Data Privacy Demands a New Approach
By augmenting your data privacy compliance with a trusted technology vendor, you can ensure your customers’ data is handled securely through every company process. Deploying the right monitoring software for employees enables business agility without putting data privacy at risk.
This approach is not the only way to ensure data privacy, but it is the most balanced one. Cybersecurity and data privacy experts traditionally maintain that there is an inherent tradeoff between security and usability. Until very recently, it was widely accepted that new security technology forced users to compromise on process speed and efficiency.
As new technology enters the enterprise space, the gap between security and speed is closing. Software developers and vendors are building compliance into the solutions they offer to business clients. It has become front of mind, in demand and a valuable selling proposition.
Leaders can no longer think of compliance as an isolated process. It’s becoming a consideration built into the architecture of the business itself. Every operation and employee role has a compliance element that is distinct and unique.

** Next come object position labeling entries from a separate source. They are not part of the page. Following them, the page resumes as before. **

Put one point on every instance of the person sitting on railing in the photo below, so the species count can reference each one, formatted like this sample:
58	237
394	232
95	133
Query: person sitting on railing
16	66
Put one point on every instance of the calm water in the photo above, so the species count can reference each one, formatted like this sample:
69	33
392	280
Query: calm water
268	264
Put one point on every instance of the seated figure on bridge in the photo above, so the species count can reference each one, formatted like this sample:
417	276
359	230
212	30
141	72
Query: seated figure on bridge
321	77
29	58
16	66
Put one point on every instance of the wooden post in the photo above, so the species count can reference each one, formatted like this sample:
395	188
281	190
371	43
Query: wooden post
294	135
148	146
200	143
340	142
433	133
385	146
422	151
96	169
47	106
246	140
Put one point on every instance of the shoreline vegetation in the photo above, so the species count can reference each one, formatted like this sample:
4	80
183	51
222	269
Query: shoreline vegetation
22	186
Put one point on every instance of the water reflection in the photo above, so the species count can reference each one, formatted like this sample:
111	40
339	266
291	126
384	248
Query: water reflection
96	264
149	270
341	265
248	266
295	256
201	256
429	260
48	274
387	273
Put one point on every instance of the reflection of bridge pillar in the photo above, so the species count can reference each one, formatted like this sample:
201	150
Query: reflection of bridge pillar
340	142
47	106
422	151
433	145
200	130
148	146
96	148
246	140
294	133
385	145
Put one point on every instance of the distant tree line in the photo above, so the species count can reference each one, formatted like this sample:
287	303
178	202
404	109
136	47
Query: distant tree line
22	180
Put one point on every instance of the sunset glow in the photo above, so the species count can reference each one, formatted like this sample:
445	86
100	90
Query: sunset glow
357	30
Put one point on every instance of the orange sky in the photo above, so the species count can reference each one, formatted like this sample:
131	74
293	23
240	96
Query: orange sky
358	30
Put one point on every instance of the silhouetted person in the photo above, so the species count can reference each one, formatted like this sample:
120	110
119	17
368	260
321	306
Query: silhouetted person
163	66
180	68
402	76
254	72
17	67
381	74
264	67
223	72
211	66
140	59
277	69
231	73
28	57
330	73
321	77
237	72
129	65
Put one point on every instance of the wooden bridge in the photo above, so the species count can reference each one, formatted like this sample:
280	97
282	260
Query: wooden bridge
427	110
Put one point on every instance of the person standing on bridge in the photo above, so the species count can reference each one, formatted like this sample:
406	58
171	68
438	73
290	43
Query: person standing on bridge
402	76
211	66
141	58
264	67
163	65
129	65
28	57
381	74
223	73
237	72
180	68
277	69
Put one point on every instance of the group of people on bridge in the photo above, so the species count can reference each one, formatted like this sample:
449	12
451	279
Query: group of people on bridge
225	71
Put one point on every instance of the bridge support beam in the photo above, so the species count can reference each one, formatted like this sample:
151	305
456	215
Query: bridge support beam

The No-Compromise Approach to Data Privacy
Unfortunately, eliminating every old, unsecured technology being used in the modern workplace is not feasible. Employees will send emails, write SMS messages, and reuse passwords. But your organization’s security and compliance depends on being able to catch and correct unsafe events when they occur.
Organizations that take a proactive approach to tech-enabled regulatory compliance have a far better chance of preventing dangerous data breaches and staying compliant with increasingly onerous privacy regulation . Your employee activity monitor plays a critical role helping you identify and mitigate the risks of non-compliance while generating detailed audit logs -- and does so without you having to compromise on speed.